Does it simply come down to our view of masculinity? Is it not manly for a man to be interested in things like lightsabers, dragons, rabbits named Big Wig, or…dare I say it…elves? Are those things out of the sphere of acceptability for men? Are sports approved because they value things like power, strength, and athletic skill? Why are those things more acceptable than honor, courage, loyalty, and awesome sword skills?
Personally, I think there is much to be cherished and celebrated in both areas. Both can be and usually are enjoyed communally. That is the biggest draw in my opinion. People want to feel like they belong to something bigger than themselves. They want to feel like their opinions and interests are validated and shared by others. Both endorse noble qualities. Sports value team work, competition, and a drive for excellence. All good things. Those and many more things are valued in the other form of fanaticism.
I guess my frustration with this comes from the fact that I have one foot in each world. I am a sports fanatic. I love my Tennessee Titans. I love my Vanderbilt teams. I love the St. Louis Cardinals. But I also love The Lord of the Rings so much that I watched The Fellowship of the Ring 13 times in the theater. I spent the years before that film came out hunting down every scrap of information I could find about the film. I spend much of my online time following anticipated films or reading about new books coming out in some of my favorite series’. The new Wheel of Time book for one.
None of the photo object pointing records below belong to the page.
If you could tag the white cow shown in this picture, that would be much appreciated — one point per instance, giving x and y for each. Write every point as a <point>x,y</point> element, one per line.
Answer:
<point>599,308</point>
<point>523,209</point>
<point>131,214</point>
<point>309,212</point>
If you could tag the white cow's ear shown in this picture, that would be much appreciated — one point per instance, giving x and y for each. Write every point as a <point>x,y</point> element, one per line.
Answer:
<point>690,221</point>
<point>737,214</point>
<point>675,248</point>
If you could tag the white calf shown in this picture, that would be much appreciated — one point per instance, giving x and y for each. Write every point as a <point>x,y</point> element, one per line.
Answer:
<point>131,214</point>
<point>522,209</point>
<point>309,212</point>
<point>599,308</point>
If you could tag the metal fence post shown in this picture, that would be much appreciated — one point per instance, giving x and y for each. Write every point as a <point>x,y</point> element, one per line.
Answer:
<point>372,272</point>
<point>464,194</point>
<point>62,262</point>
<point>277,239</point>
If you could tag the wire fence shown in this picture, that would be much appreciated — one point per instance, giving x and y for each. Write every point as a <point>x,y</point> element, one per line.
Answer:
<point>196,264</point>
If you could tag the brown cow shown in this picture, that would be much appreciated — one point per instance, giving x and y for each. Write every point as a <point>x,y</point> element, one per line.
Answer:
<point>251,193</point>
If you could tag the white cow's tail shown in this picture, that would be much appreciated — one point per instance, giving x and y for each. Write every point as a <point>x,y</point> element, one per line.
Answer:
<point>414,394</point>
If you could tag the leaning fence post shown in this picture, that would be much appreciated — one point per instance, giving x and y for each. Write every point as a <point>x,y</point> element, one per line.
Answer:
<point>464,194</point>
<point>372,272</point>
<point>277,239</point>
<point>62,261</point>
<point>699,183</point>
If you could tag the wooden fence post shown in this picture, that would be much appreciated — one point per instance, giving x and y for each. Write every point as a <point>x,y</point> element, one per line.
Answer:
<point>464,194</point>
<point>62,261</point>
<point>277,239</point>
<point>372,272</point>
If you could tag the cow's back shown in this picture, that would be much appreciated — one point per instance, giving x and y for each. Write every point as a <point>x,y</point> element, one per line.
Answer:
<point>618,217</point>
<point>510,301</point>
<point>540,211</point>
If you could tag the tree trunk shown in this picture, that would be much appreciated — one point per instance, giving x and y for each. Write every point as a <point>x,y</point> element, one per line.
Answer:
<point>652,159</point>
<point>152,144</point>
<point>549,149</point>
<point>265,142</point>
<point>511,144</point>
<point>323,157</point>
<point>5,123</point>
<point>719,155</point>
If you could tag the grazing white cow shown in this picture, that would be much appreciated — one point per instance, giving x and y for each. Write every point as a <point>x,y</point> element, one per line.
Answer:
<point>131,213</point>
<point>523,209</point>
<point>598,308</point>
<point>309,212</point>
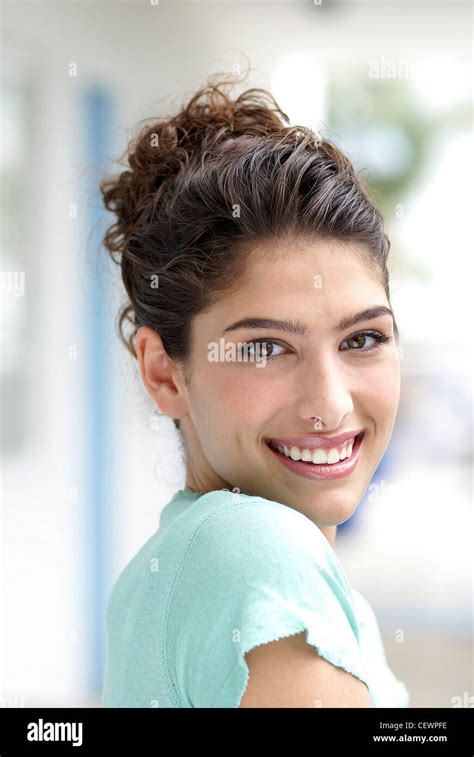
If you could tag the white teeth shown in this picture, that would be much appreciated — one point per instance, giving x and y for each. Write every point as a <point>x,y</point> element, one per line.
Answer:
<point>319,456</point>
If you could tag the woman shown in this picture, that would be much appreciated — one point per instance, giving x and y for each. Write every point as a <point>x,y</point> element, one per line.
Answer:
<point>255,265</point>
Yes, I am a fan and I have read that series all the way through more than once and I am currently reading through it again. Does that make me a loser? Am I using these things as an escape? I don’t think so. I think these things have given me and are giving me a greater appreciation for what I have right in front of me. (I might elaborate on that idea some other time, but right now is not that time.) But, there aren’t many people that live on both sides of the fence. It’s usually an either/or situation. That means I can converse with both sides, but I never truly feel at home on either side. My sports side gets frustrated when the fanboys take shots at football, and my fanboy side gets frustrated when my sports buddies take shots at Star Wars. I realize that the dividing line is not clean and straight for everyone. Many people cross over a little, but most feel like they truly belong on one side or the other. Not I and I don’t think I ever will.
I don’t have any real answers other than the few that I gave, and I don’t really know if this can be answered definitively. I just wanted to get this out there and see what other people think. Am I over thinking things? Am I missing something? Feel free to share your thoughts in the comments section – I will respond.